Welcome anger when it arrives. It can be a most helpful visitor.
You may even give it safe harbour in your life for a time. Perhaps a season.
Let anger instruct you a little. It might tell you about those disappointments and hurts you’ve overlooked for too long. It might remind you of what’s really important in life when you’ve become habitually distracted.
Let anger do a dance with your fear. Sometimes those things you’ve been avoiding because you’re too scared can be easier when anger gives you the focus, energy, or determination to push past anxiety and do what truly needs to be said and done.
Let anger tell you stories of loss and injustice. Allow it to remind you of your sadness and grief. Cry out with it about the state of the world. Permit it to ask hard questions about good and evil. Hear its invitation to change and transformation.
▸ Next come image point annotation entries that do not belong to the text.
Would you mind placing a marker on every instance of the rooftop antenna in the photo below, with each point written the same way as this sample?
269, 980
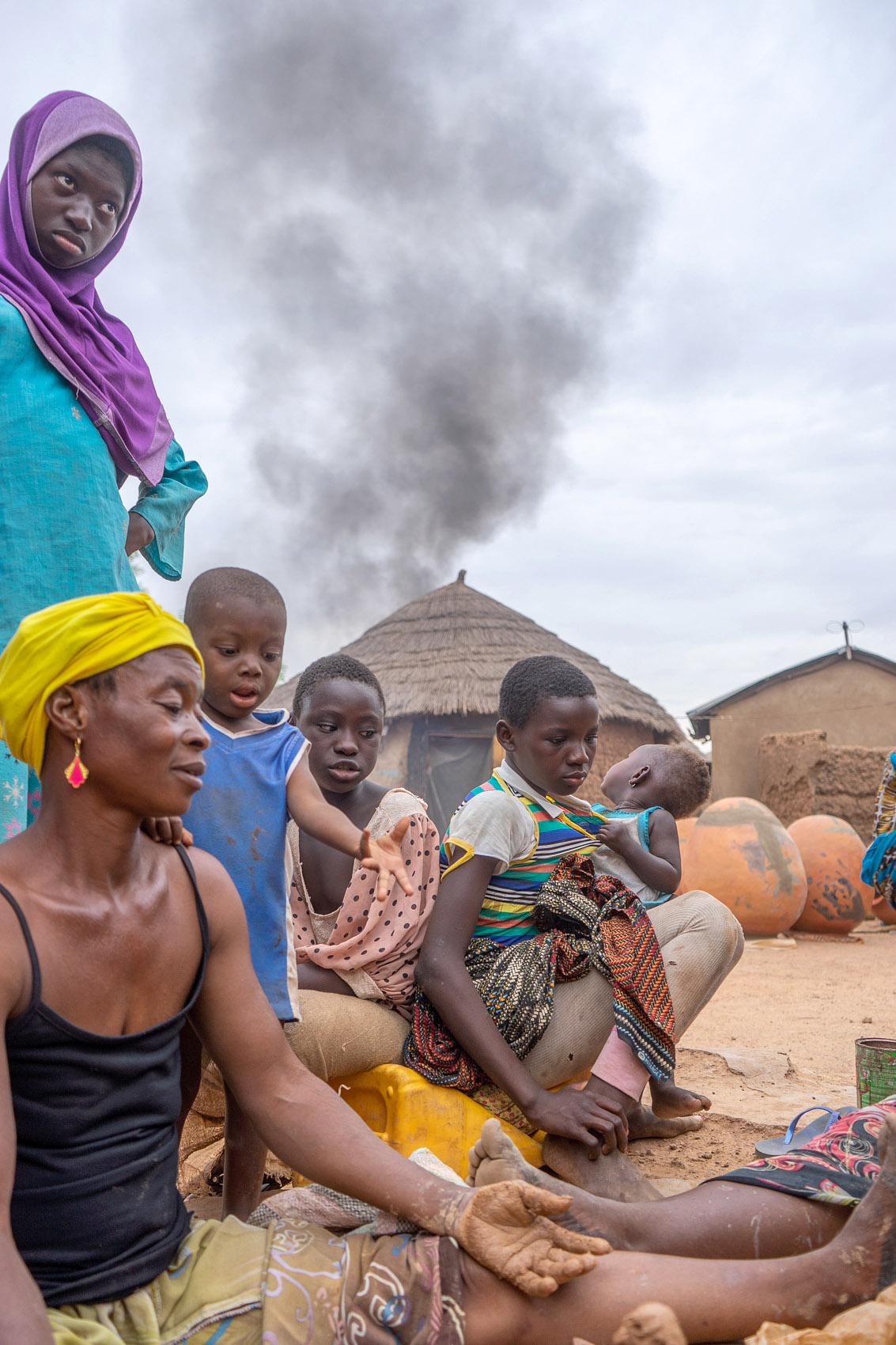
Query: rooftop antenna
848, 628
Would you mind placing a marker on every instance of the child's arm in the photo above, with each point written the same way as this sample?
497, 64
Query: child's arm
660, 866
443, 977
310, 810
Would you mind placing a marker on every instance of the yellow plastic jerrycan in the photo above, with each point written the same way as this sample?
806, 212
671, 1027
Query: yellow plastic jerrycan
406, 1112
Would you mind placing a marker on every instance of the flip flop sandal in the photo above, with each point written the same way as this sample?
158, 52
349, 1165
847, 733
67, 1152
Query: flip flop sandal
792, 1139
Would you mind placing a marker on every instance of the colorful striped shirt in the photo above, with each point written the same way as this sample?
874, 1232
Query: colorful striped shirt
506, 912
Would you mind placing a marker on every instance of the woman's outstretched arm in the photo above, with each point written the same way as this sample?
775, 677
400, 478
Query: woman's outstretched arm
164, 509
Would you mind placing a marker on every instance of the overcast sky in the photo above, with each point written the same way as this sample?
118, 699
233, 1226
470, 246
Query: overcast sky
720, 479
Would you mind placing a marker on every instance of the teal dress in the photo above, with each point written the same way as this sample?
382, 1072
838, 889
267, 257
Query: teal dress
62, 522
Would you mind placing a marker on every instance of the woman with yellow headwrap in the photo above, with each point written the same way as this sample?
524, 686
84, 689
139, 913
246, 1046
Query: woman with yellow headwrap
109, 943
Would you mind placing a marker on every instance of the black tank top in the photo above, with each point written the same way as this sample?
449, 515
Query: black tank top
96, 1210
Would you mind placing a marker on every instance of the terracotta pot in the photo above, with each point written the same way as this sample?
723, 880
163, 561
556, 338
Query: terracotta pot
740, 853
685, 830
832, 853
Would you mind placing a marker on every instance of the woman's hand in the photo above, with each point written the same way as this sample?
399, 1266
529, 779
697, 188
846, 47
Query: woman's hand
576, 1112
167, 832
385, 856
508, 1228
139, 534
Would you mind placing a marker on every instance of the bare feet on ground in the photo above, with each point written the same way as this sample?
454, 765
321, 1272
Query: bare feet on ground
494, 1157
667, 1099
652, 1324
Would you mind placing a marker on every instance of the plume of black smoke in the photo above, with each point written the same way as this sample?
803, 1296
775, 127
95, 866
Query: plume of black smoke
431, 219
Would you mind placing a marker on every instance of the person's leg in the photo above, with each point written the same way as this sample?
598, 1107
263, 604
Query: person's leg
701, 942
245, 1157
719, 1219
713, 1300
341, 1035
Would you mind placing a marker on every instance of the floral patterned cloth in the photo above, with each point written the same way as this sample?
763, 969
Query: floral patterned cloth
837, 1168
289, 1283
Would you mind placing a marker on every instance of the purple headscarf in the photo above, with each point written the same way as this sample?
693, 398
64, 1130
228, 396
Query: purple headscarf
90, 349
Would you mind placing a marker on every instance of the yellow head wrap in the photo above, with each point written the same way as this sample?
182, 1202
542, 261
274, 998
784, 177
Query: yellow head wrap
66, 643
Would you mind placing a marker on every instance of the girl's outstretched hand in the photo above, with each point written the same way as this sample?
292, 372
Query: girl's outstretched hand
508, 1228
385, 856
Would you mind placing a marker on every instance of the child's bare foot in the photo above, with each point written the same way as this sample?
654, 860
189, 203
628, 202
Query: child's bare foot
494, 1157
667, 1099
652, 1324
645, 1123
612, 1176
642, 1122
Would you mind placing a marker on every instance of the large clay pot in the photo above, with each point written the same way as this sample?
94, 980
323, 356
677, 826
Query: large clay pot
685, 830
832, 853
740, 853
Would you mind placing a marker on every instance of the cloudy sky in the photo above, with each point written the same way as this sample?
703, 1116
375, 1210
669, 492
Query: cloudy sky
595, 300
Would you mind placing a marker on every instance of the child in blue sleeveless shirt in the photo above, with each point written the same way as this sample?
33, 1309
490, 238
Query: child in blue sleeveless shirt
256, 779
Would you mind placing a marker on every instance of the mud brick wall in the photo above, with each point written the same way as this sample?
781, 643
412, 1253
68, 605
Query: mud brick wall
802, 774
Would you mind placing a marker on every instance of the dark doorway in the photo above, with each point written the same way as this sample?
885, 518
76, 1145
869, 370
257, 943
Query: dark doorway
450, 756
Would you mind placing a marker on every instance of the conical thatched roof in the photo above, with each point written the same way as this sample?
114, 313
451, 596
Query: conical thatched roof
447, 653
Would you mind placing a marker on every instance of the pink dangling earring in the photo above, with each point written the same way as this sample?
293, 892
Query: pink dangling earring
77, 771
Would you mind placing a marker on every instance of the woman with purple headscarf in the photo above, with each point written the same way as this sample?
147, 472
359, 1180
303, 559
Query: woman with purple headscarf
78, 409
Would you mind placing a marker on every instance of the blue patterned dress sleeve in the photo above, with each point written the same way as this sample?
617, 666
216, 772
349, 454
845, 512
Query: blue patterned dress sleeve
166, 507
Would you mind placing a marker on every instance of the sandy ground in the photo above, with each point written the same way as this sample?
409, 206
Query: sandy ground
778, 1036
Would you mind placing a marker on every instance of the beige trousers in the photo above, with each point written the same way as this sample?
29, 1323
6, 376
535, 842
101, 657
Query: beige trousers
700, 939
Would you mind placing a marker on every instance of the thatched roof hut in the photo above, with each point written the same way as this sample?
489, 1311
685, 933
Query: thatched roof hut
441, 659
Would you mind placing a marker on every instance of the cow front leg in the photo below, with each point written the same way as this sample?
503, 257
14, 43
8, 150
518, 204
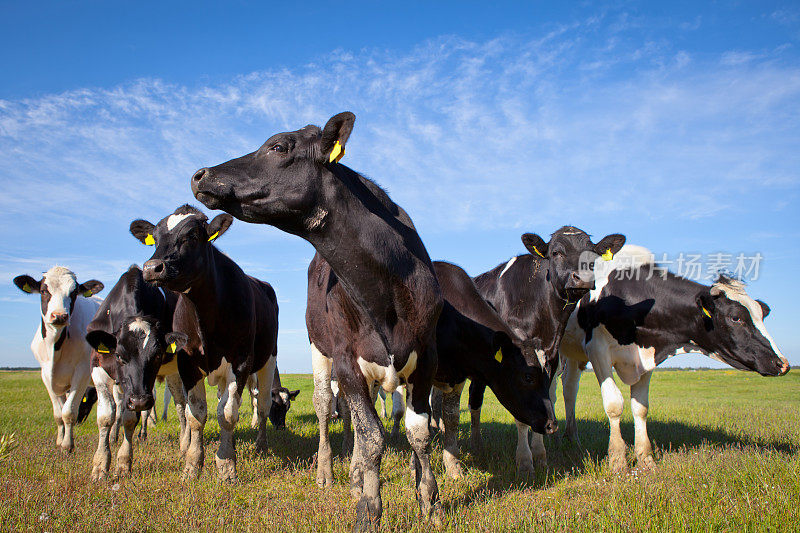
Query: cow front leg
476, 391
196, 413
571, 381
419, 437
640, 392
125, 452
323, 406
451, 403
228, 416
263, 401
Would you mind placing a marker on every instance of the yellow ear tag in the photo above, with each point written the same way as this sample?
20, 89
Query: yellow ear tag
337, 153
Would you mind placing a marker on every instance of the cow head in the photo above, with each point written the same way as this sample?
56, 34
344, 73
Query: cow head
564, 255
734, 331
140, 348
283, 182
522, 388
281, 402
182, 246
58, 290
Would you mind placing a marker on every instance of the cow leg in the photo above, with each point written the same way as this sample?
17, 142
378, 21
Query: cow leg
570, 381
263, 402
228, 416
419, 436
451, 403
196, 414
323, 406
125, 452
398, 409
613, 403
106, 408
639, 404
476, 391
174, 388
69, 413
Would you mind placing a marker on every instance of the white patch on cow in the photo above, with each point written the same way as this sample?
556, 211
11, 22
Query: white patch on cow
734, 290
174, 220
138, 324
508, 265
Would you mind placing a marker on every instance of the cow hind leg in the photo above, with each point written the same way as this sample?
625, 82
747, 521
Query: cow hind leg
263, 400
639, 405
450, 411
323, 406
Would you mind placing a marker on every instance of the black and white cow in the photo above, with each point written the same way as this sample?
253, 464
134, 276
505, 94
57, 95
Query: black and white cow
636, 317
131, 334
378, 321
58, 344
230, 319
535, 294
But don’t let it anger drop it’s anchor in your port for too long. It can easily take up permanent residence. It needs to sail out again – to be released to open waters and take its leave. It mustn’t be allowed to linger too long lest the whole community of your heart and mind be dominated by it.
Don’t let it stay longer than a season. That wild and powerful anger can easily become domesticated. Most of us prefer it this way: calmer and civilized, but it becomes a whole other creature. Bitterness eats us like a cancer. We may not fear it because it behaves itself, but it can be an equally destructive and dangerous resident if we let it stay.
We must only let anger visit. It has no health to ourselves or anyone else as a permanent resident. But to deny it entry or attempt to banish it is a danger in itself. So welcome it. Interact with it. Converse with it. Treat as a friend you visit from time to time, but not one you live with. It will come regardless so it’s better to have a healthy relationship with it: the kind where you comfortably tell it when to come and when to leave. The type of relationship where it can speak honest and helpful truth into your life, but you don’t just accept everything it says at face value.